The World Health Organization recommends exclusive breastfeeding for the first 6 months of life; however, UK breastfeeding rates are some of the lowest worldwide. As such, various interventions have been trialled, aiming to increase breastfeeding rates.


To evaluate the effectiveness of interventions to increase breastfeeding rates in the UK and determine the features of successful interventions.


A literature search was performed, using four databases. The results were refined by applying inclusion and exclusion criteria. Two additional articles were recognised by scanning the references sections of identified studies, resulting in 12 articles for review.


Support-based interventions had predominantly insignificant effects upon breastfeeding rates. Incentives were associated with increases in rates, while combined interventions had mixed success. The interventions were well received by mothers and clinicians and may help to normalise breastfeeding.


Future interventions should provide targeted, personalised support to overcome breastfeeding difficulties, and reward mothers for their efforts.

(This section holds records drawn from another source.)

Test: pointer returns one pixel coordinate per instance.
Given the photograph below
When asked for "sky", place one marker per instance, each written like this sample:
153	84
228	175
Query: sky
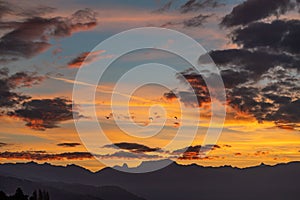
44	45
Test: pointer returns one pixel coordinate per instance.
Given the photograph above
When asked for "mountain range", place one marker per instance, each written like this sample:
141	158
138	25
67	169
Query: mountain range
174	182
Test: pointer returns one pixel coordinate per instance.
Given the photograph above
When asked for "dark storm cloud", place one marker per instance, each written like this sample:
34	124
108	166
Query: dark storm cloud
69	144
253	10
194	5
5	8
199	90
2	144
257	62
42	114
8	83
278	35
132	147
164	8
233	78
287	113
247	99
29	155
196	21
31	36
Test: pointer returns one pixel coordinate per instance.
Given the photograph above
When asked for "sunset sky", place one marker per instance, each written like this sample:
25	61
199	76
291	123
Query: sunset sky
255	45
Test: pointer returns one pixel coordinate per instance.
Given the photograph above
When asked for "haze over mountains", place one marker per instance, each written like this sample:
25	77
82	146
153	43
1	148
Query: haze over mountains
176	181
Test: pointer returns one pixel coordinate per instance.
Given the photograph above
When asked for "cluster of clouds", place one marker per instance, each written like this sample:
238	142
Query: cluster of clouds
188	8
38	114
31	35
28	35
262	75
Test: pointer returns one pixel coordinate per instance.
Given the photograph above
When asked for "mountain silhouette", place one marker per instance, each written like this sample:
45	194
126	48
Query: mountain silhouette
174	182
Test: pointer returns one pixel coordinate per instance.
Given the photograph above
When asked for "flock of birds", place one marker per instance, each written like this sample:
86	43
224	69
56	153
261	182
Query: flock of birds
176	123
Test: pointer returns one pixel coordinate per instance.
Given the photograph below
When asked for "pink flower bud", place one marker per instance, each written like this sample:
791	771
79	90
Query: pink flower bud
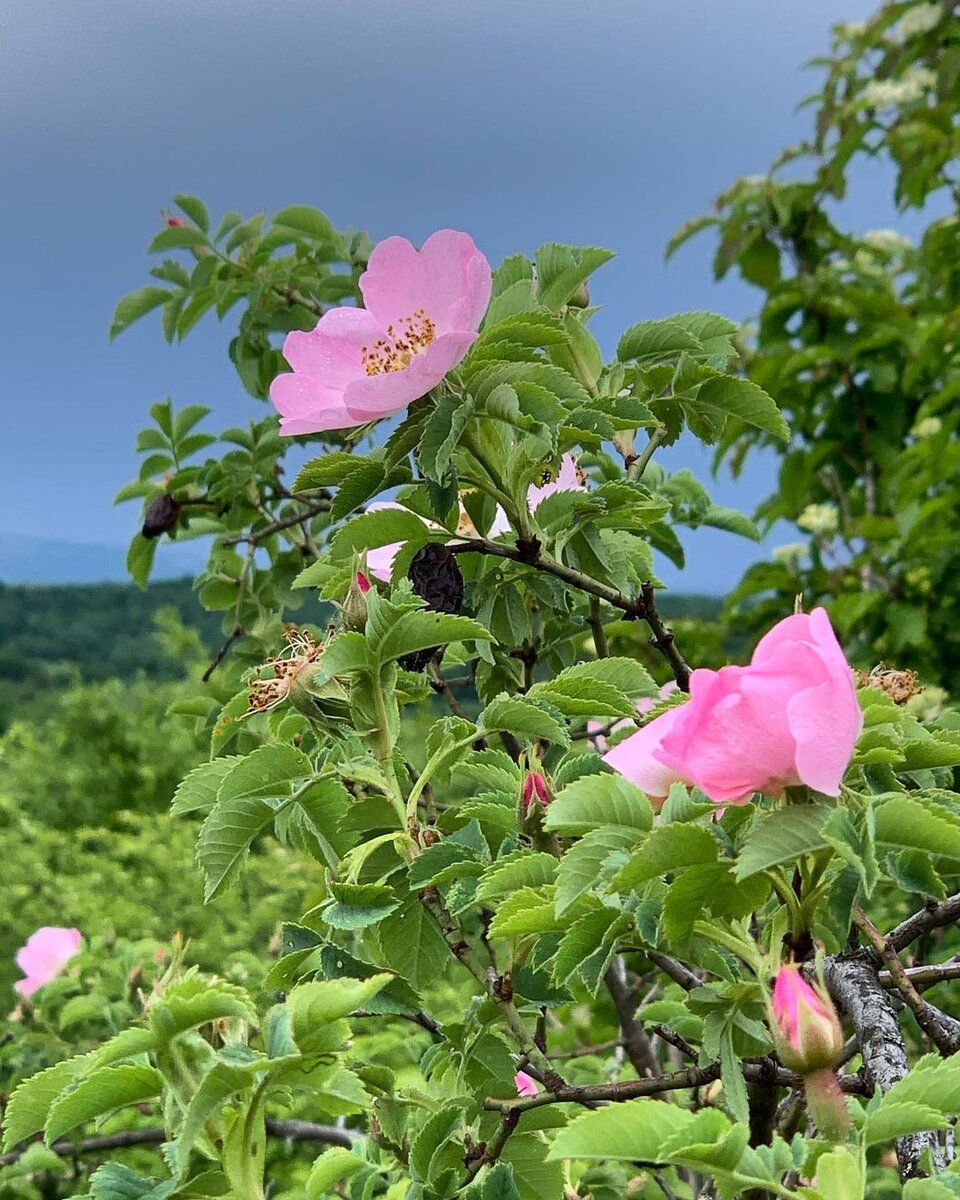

The rates of breastfeeding initiation and maintenance in the UK are some of the lowest in the world, despite extensive evidence in support of the notion that ‘breast is best’ (Earle, 2002). Exclusive breastfeeding, defined by the World Health Organization (WHO) as ‘only breastmilk without any additional food or drink’ (Ingram et al, 2011), is recommended for the first 6 months of life followed by breastfeeding in combination with complementary solid foods up to 2 years of age (Ingram et al, 2011). Breastfeeding is the recommended feeding method due to the presence of bioactive agents in breast milk that aid infant development (Martin et al, 2016). Furthermore, it has significant health benefits for the mother, such as protection against breast cancer (Collaborative Group on Hormonal Factors in Breast Cancer, 2002).